Le 19 novembre j'ai recu un mail de l'applestore pour me prevenir que l'ibook avait quite l'usine.
Et depuis plus rien. Le log du suivi reste desesperemant vide.
Il est ou mon ibook!!!!!!


----------



## méduse à 3 pattes (26 Novembre 2003)

semac a dit:
			
		

> si tu veux des conseils pour maîtriser ton moi intérieur, demande moi car depuis le temps que j'attends je suis devenu maitre boudiste en passe de devenir maître Jedi !!

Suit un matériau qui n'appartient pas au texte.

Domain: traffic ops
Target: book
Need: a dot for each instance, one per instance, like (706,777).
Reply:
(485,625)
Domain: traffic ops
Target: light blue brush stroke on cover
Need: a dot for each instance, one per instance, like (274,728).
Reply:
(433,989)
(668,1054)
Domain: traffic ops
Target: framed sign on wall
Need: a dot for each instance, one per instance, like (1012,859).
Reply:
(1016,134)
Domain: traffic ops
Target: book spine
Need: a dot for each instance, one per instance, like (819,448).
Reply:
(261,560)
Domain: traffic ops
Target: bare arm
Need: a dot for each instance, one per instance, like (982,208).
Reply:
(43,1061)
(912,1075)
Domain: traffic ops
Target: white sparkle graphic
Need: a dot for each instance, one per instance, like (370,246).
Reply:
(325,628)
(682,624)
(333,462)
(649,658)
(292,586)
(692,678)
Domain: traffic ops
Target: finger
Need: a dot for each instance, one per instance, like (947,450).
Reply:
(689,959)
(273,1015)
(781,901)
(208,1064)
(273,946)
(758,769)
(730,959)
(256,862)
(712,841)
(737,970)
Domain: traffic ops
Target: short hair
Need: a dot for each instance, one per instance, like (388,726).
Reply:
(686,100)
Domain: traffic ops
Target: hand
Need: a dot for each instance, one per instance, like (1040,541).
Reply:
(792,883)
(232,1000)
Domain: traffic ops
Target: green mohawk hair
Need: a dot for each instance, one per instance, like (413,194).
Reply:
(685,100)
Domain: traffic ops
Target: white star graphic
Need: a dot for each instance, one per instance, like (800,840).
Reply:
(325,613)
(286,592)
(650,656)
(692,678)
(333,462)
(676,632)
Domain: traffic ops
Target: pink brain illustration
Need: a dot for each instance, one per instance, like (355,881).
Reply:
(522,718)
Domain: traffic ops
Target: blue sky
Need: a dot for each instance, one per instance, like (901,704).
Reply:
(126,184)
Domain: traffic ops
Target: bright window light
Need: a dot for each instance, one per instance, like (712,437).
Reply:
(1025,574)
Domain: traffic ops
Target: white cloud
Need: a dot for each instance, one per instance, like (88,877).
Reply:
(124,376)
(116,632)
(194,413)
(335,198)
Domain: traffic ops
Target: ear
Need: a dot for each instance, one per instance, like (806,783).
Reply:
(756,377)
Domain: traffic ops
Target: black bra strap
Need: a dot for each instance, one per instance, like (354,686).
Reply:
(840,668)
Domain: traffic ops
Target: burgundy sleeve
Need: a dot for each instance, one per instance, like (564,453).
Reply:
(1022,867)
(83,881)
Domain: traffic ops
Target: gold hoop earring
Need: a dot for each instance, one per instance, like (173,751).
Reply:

Oui mais non, j'aurais peur que tu me portes la poisse !


----------



## azerty (26 Novembre 2003)

au fait, semac, sur le suivi, il en est où ? parce que presque un mois, c'est quand même suspect, non , pour un IBook ? est-ce qu'il n'aurait pas tout simplement disparu pendant le transport ? ça arrive...


----------



## semac (26 Novembre 2003)

euh la ta peut-être pas tout à fait tort !!

@+


----------



## semac (26 Novembre 2003)

Je sais même pas, je passe par un Apple Center pas par l'Apple store, je ne peux donc pas avoir de suivi !! 

@+


----------



## azerty (26 Novembre 2003)

oui, mais eux doivent bien avoir un suivi ...


----------



## semac (26 Novembre 2003)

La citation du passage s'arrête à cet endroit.